Founded in 2015 by Xu Yabo, DataStory helps businesses improve efficiency using enterprise-level large model applications. Xu controls approximately 34.27% of the voting rights, while smartphone giant Xiaomi holds a 6.33% stake. The company targets the enterprise large model-driven business growth market in China, which was valued at 8.6 billion yuan ($1.27 billion) in 2025 and is projected to reach 150.1 billion yuan by 2030, representing an annual growth rate of 77.2%.

DataStory ranks third in its sector with a 5.8% market share, operating in a market where the top five players hold 37.8% of the total share. Its revenue is generated through two primary segments: enterprise growth AI solutions and enterprise growth AI applications.
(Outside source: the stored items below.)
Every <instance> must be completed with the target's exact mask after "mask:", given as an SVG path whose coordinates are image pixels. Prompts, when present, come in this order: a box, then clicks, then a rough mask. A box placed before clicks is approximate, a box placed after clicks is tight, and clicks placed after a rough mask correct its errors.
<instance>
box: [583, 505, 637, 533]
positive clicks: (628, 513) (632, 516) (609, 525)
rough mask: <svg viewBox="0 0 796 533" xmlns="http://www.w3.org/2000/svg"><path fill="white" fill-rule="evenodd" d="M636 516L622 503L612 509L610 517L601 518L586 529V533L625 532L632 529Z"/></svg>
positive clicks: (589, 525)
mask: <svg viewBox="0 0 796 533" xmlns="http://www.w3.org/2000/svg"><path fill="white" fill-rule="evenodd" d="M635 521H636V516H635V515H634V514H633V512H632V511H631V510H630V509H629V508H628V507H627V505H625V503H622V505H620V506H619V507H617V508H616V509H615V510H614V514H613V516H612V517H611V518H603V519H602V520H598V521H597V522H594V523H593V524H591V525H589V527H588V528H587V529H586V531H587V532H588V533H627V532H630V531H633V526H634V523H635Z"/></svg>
The former, which provides end-to-end AI solutions to large corporations, contributed 70.6% of revenue in the first quarter of 2026. The latter, delivered as SaaS or subscription-based tools, accounted for 25.8% of revenue.

Financial results for the first quarter of 2026 show revenue increased 53.8% year-over-year to 79.6 million yuan. This growth was driven by a rise in key accounts, which increased by nine to 20, and a 53.3% jump in average revenue per key client to 2.3 million yuan. However, profitability deteriorated as the net loss ballooned to 144 million yuan, roughly five times the loss from the previous year. Research and development expenses doubled to 40.18 million yuan, consuming 50.5% of revenue compared to 37.8% a year earlier.

Financial Performance

The company's gross margins have faced consistent pressure over recent years. The metric fell from 57.2% in 2023 to 52.2% in 2024, and further declined to 42.1% in 2025. In the first quarter of 2026, the gross margin slipped to 39.9%. Management attributed this erosion to the expanding contribution of lower-margin solutions to the revenue mix.

Metric Value
Q1 2026 Revenue 79.6 million yuan
Q1 2026 Revenue Growth 53.8%
Q1 2026 Net Loss 144 million yuan
Q1 2026 R&D Expenses 40.18 million yuan
Q1 2026 Gross Margin 39.9%
2025 Gross Margin 42.1%
2024 Gross Margin 52.2%
2023 Gross Margin 57.2%

DataStory's declining profitability contrasts with global peers like Palantir, which has maintained gross margins above 80% for five consecutive quarters through the first quarter of 2026. As DataStory moves toward its public debut, investors will likely focus on whether the company can stabilize its gross margins and reduce its reliance on heavy R&D spending to achieve sustainable profits.

What specific strategies will DataStory implement to reverse the trend of declining gross margins as it scales?

How will the company balance the need for continued heavy R&D investment with investor demands for a path to profitability?

Will DataStory shift its revenue mix toward higher-margin SaaS offerings to reduce reliance on lower-margin end-to-end solutions?